46. He Publicly Humiliated His Wife
During one notorious performance where Damala had the rare privilege of acting alongside his wife, he messed it up royally. Probably after partaking in some substances in the green room, Damala tore off Bernhardt’s dress on stage, exposing the eminently respected actress’s backside to the entire audience. It may have been the final straw.
47. He Met A Tragic End
In the summer of 1889, just months after his “comeback” performance as Armand Duval, Jacques Damala’s luck lethally ran out. He overdosed in a Paris Hotel room, blazing out of his life just as violently as he had blazed in.
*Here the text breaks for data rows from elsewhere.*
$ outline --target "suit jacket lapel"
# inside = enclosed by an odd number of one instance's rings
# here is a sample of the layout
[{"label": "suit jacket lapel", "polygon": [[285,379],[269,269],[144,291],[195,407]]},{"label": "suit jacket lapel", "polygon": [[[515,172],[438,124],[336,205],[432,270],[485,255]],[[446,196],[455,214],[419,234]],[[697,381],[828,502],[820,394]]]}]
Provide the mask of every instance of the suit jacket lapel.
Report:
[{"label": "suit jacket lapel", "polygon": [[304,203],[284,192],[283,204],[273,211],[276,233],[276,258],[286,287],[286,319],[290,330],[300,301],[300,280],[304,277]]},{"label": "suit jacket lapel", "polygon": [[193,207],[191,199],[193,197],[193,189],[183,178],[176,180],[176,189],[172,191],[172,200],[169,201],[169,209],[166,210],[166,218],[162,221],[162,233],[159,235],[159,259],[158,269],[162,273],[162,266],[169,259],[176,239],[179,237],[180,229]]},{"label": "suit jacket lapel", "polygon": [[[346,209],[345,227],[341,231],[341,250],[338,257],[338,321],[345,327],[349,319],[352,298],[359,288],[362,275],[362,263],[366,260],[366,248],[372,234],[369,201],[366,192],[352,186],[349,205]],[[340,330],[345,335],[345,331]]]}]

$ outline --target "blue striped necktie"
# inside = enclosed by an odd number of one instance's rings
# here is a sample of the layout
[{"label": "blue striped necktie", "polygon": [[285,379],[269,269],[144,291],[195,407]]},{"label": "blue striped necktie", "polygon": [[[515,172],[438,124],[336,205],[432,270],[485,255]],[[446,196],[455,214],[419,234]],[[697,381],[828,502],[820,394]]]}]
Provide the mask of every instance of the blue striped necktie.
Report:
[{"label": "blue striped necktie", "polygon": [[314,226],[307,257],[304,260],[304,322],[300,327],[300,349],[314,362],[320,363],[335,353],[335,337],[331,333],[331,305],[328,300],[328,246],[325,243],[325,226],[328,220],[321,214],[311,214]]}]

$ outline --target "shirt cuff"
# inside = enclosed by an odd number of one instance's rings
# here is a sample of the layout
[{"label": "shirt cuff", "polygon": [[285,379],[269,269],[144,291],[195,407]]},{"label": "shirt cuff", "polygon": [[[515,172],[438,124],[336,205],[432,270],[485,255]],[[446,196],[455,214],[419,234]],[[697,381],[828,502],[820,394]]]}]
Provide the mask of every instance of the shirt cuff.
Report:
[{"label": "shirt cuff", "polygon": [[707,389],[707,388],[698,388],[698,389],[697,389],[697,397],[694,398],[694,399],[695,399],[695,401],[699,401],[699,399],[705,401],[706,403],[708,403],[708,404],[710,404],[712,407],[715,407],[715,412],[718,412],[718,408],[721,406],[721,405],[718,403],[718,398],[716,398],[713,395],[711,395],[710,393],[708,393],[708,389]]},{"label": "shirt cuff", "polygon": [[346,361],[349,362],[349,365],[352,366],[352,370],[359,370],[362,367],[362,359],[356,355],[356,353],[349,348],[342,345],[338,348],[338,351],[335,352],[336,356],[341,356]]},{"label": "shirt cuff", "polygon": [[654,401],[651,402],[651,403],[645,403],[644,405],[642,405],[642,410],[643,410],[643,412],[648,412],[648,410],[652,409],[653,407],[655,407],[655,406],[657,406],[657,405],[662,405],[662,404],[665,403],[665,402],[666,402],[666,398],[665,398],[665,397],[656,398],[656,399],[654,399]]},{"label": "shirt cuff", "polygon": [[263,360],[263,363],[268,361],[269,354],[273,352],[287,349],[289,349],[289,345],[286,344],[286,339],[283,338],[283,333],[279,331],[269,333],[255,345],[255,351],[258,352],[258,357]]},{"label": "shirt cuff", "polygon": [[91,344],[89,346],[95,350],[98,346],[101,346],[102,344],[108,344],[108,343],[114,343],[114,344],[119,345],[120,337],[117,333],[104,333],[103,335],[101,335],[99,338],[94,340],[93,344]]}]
He was, incredibly, just 34 years old.
As news of his passing got around, everyone worried how Bernhardt would react—but her reply was surprising.
48. His Love Responded With Indifference
Reportedly, Bernhardt was on stage when news of Damala’s demise came through the wires. However, the cautious managers of the production only told her after she finished her performance just in case she had a meltdown. Only, she didn’t. The actress’s first response was only a melancholy, “Well, so much the better…” Yet she quickly changed her tune.
49. His Wife Never Forgot Him
Just as in life, Sarah Bernhardt never quite got over Damala in death and wore black in mourning for a year afterward. She not only sent a bust she had made of him to sit on his grave in Athens, Greece, but she also made a point to visit his final resting place every time she toured the area. Still, perhaps her most touching tribute is the one almost no one knows about.
50. He Got What He Wanted In The End
Bernhardt outlived her husband for another 24 years, but she continued to sign her name as “Sarah Bernhardt, widow of Damala” until her own passing in 1923. And that’s not all. Although she kept it a secret from most, Bernhardt did reportedly change her mind about taking on Damala’s surname and had her name legally changed to “Sarah Bernhardt-Damala” at some point. She used this name until her death, too.